Founded in 2020, EnitiateBio (Hangzhou) Co., Ltd. is an innovative pharmaceutical company that focuses on innovative drugs for autoimmune diseases, develops breakthrough drugs through independent research and development and strategic cooperation, and is committed to addressing the unmet needs of patients and improving the quality of human life.


The company is headquartered in Hangzhou, Zhejiang, and has set up a clinical center and a R&D center in Shanghai. EnitiateBio is a key introduction project of the Linping National Economic and Technological Zone in Hangzhou. It won the first prize in the "2020 Hangzhou Overseas High-Level Talent Innovation and Entrepreneurship Competition (Life and Health Group)" and received about 0.1 billion ren-min yuan of angel investment from healthcare focused industrial capital Betapharm. EnitiateBio also established a strategic partnership with Betapharm to jointly promote the clinical development of its drug candidates. In 2022, the company completed Series A financing of nearly 100 million CNY.

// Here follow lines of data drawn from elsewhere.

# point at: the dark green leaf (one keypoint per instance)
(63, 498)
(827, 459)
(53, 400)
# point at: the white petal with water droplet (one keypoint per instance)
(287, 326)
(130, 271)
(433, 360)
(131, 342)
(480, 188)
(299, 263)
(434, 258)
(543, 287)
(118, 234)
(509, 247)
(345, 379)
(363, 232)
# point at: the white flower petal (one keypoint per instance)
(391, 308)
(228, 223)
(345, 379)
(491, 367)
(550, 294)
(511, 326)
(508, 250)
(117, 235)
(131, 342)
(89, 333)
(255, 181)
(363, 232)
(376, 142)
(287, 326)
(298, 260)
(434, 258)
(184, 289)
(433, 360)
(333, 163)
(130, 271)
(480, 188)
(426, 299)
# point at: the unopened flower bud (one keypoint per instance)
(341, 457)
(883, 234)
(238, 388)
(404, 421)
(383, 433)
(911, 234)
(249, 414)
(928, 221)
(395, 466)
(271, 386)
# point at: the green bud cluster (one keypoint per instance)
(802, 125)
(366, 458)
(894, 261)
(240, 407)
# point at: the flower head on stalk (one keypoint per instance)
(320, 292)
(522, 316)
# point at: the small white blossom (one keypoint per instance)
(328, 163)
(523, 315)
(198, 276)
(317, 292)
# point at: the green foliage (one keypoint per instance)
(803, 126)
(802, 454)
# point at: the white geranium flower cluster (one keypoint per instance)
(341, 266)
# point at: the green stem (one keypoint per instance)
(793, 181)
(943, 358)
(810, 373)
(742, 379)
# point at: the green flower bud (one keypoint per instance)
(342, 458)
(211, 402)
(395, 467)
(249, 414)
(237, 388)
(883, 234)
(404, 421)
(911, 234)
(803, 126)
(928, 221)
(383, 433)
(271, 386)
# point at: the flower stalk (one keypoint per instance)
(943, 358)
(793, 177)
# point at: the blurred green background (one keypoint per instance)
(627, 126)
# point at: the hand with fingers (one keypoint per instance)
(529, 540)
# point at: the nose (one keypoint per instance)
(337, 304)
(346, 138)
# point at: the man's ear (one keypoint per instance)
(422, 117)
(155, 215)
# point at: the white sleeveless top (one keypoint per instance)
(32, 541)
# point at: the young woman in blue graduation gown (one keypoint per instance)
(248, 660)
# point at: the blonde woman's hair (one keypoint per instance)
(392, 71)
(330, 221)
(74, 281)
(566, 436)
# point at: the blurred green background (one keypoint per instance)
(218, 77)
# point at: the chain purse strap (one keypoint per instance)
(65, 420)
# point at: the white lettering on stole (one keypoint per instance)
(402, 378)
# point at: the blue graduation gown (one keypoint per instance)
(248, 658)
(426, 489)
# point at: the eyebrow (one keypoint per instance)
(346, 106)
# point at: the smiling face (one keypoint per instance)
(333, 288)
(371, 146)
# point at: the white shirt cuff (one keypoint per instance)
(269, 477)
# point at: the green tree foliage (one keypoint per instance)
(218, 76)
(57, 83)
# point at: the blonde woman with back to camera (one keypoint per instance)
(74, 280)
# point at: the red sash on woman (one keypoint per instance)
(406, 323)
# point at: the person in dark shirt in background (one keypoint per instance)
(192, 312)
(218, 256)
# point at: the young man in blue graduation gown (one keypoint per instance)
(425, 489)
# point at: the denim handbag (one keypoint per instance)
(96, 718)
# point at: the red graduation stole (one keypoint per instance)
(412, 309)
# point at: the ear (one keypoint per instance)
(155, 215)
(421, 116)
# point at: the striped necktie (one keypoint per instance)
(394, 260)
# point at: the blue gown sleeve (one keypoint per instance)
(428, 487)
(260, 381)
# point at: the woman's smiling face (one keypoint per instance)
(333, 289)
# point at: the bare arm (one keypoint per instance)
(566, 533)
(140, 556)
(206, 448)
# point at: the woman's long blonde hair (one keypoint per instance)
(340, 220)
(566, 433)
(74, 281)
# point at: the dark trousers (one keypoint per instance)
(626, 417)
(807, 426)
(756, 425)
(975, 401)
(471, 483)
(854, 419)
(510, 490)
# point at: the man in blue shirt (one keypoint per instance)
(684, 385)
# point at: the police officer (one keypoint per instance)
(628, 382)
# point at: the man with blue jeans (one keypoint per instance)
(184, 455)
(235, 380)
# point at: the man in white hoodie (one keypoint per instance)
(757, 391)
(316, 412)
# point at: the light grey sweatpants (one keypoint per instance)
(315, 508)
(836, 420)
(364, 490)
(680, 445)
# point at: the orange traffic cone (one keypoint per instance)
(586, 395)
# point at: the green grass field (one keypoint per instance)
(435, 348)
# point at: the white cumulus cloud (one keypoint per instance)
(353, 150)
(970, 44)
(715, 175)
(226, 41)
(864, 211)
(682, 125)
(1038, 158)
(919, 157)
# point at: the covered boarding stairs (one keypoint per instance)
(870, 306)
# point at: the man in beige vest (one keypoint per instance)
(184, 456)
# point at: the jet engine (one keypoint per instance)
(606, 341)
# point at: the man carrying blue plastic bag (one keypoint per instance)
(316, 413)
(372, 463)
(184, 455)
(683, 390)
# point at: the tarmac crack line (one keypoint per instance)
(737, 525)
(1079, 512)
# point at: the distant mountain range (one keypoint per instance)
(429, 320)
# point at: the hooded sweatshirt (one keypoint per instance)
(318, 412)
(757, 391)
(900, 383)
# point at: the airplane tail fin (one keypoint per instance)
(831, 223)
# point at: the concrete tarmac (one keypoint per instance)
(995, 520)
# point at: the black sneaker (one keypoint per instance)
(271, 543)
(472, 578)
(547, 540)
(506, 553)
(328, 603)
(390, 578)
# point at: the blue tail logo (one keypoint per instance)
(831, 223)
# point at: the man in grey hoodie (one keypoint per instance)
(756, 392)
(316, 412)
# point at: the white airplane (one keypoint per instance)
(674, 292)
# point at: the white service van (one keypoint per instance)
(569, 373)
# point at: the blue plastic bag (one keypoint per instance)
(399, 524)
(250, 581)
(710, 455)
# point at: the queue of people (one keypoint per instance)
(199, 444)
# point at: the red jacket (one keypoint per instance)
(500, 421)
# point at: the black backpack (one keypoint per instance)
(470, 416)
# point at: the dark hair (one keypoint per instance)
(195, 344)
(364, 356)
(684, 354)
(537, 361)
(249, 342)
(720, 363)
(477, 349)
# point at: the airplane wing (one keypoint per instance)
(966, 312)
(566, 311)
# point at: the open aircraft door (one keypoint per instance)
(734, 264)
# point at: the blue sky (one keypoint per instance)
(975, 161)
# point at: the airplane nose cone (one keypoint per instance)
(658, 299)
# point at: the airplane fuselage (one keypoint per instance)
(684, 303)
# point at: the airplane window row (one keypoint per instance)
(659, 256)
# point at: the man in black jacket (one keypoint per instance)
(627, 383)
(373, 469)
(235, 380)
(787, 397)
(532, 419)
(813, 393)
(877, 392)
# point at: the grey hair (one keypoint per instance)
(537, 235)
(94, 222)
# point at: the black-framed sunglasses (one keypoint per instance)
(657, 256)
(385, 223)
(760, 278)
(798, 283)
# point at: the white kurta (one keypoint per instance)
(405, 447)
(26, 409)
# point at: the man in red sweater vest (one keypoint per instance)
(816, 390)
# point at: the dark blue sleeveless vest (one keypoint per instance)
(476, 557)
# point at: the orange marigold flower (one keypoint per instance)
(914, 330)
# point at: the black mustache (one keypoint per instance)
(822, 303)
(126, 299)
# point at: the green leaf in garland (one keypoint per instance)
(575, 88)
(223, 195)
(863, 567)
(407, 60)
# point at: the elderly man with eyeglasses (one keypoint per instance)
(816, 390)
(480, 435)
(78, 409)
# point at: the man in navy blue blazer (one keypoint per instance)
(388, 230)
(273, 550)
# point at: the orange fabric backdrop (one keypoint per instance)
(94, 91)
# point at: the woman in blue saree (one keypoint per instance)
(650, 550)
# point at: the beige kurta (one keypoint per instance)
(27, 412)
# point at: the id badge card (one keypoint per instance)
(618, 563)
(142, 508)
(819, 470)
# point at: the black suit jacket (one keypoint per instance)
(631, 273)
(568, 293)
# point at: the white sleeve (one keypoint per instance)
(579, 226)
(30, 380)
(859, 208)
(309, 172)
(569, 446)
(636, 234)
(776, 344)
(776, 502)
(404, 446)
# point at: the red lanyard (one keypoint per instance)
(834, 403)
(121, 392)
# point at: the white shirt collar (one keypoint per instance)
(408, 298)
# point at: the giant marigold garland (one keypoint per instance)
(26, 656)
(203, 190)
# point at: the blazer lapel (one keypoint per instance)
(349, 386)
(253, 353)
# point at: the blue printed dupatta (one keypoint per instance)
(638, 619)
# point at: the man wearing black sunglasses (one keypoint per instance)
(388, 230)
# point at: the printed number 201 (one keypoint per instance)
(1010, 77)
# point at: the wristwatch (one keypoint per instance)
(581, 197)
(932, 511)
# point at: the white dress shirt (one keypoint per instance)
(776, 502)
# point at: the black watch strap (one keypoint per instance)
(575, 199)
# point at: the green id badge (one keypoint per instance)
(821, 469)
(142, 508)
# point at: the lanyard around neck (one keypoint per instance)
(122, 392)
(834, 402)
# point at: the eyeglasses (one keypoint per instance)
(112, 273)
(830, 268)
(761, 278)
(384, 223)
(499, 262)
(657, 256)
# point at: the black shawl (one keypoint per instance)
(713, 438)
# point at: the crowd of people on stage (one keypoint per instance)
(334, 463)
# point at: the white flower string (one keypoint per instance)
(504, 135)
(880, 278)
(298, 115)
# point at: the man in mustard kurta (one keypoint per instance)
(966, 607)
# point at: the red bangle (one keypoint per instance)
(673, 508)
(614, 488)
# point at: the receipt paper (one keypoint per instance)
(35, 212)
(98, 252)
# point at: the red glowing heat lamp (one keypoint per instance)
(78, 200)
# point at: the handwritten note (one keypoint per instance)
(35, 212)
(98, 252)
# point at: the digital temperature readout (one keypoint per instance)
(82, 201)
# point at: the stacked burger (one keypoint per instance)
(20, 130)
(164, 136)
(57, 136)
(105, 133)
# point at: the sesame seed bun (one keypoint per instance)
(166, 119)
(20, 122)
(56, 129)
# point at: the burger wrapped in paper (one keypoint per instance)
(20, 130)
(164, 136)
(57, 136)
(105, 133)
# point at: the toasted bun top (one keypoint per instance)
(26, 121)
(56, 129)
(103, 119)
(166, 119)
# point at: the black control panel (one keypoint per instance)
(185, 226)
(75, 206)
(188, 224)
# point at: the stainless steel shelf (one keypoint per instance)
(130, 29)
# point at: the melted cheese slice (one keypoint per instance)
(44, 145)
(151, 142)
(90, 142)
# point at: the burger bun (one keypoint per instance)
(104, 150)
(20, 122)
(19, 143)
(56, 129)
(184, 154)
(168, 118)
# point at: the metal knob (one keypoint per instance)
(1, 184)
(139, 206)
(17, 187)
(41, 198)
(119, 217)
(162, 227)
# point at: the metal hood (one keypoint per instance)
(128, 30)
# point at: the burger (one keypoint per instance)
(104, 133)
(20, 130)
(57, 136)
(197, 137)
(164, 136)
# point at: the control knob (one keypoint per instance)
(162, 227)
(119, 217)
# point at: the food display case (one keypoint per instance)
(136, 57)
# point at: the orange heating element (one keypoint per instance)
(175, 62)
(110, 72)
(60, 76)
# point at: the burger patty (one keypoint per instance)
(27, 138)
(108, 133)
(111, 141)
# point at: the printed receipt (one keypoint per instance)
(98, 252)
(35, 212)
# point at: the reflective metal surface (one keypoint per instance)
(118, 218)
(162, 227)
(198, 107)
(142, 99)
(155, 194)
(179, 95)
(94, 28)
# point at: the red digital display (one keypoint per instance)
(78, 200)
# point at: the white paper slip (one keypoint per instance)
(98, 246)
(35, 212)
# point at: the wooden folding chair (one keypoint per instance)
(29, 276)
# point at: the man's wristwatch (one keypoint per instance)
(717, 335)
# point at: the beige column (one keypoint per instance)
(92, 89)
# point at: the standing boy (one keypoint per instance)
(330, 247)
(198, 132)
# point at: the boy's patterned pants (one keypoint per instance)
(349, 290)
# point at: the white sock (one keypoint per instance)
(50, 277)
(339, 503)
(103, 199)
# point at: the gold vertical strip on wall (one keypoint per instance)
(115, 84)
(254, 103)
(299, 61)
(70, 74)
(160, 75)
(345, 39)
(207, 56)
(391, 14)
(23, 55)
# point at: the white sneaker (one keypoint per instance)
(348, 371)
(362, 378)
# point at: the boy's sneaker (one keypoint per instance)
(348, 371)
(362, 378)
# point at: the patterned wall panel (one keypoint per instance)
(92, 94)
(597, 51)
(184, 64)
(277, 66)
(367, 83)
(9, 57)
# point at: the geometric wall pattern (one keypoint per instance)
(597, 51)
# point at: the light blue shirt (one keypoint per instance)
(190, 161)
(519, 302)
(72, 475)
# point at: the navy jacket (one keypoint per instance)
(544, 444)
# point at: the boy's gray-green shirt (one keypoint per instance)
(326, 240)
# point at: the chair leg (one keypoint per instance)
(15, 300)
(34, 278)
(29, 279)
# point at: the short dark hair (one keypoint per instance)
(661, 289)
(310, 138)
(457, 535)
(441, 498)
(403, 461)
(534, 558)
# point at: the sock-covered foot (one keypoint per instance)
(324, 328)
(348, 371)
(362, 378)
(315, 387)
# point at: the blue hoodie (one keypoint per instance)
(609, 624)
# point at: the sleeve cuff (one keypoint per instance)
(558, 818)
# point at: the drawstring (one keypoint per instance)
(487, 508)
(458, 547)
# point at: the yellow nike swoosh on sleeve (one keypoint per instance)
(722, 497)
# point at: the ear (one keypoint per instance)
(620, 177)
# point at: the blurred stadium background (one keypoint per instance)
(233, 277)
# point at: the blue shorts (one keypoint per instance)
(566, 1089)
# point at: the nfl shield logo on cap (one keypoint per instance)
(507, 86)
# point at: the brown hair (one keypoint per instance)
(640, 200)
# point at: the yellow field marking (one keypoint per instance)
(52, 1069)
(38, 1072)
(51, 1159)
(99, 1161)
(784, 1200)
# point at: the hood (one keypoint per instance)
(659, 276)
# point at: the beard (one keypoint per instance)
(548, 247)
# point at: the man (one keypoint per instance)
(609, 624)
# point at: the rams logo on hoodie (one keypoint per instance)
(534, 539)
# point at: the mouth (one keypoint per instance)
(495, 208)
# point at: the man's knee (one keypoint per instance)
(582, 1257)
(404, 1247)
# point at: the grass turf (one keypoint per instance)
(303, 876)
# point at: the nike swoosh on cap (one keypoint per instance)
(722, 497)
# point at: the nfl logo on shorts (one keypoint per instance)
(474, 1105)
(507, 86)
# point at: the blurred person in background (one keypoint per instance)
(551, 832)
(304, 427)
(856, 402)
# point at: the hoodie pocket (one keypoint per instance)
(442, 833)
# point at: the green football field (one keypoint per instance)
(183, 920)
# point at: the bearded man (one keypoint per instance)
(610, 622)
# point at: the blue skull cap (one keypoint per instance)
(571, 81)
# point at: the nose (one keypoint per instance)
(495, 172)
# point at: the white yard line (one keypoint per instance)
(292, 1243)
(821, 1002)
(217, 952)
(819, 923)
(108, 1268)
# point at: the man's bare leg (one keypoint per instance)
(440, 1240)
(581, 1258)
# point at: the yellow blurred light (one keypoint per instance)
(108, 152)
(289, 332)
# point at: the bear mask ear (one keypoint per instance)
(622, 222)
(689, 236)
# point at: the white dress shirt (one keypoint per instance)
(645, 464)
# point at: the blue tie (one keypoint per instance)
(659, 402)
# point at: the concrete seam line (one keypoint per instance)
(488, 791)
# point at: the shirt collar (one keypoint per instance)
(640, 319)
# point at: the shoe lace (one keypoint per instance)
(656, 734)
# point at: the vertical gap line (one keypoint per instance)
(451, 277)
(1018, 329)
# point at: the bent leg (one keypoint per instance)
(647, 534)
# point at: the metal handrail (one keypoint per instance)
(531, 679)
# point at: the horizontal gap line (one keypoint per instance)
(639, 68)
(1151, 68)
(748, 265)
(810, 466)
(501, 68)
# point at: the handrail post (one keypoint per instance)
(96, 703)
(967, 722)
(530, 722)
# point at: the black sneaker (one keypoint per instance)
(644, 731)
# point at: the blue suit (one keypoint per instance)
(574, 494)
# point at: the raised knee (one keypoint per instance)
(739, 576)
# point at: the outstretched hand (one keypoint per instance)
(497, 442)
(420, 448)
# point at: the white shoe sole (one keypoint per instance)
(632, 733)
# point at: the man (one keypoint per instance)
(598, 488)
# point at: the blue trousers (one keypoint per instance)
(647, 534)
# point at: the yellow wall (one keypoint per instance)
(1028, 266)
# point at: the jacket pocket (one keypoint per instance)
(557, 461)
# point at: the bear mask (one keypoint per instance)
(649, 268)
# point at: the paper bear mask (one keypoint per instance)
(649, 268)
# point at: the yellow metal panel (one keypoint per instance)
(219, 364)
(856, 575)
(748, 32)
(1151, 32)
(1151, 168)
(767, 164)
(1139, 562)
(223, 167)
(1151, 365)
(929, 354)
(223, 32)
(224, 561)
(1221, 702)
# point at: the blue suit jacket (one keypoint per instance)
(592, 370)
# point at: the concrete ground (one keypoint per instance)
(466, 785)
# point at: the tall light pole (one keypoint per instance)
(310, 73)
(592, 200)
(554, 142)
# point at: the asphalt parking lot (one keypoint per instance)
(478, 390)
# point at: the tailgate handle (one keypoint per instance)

Upholding the values of "embracing competition, relentless pursuit, and candid dedication", EnitiateBio has assembled a team of scientists with successful new drug whole-phase development experience from early new drug research and development to clinical translation, and clinical management. The company owns global patents for several innovative Class 1 drug candidates including QY201, QY101 and QY211, with multiple indications rapidly advancing into different clinical stages, and several IND filings are on the horizon. The company pays attention to the unmet clinical needs, independently develops differentiated molecules, and has a prospective portfolio in autoimmune diseases. Through tireless efforts, EnitiateBio strives to become a leader in the development of innovative drugs for autoimmune diseases.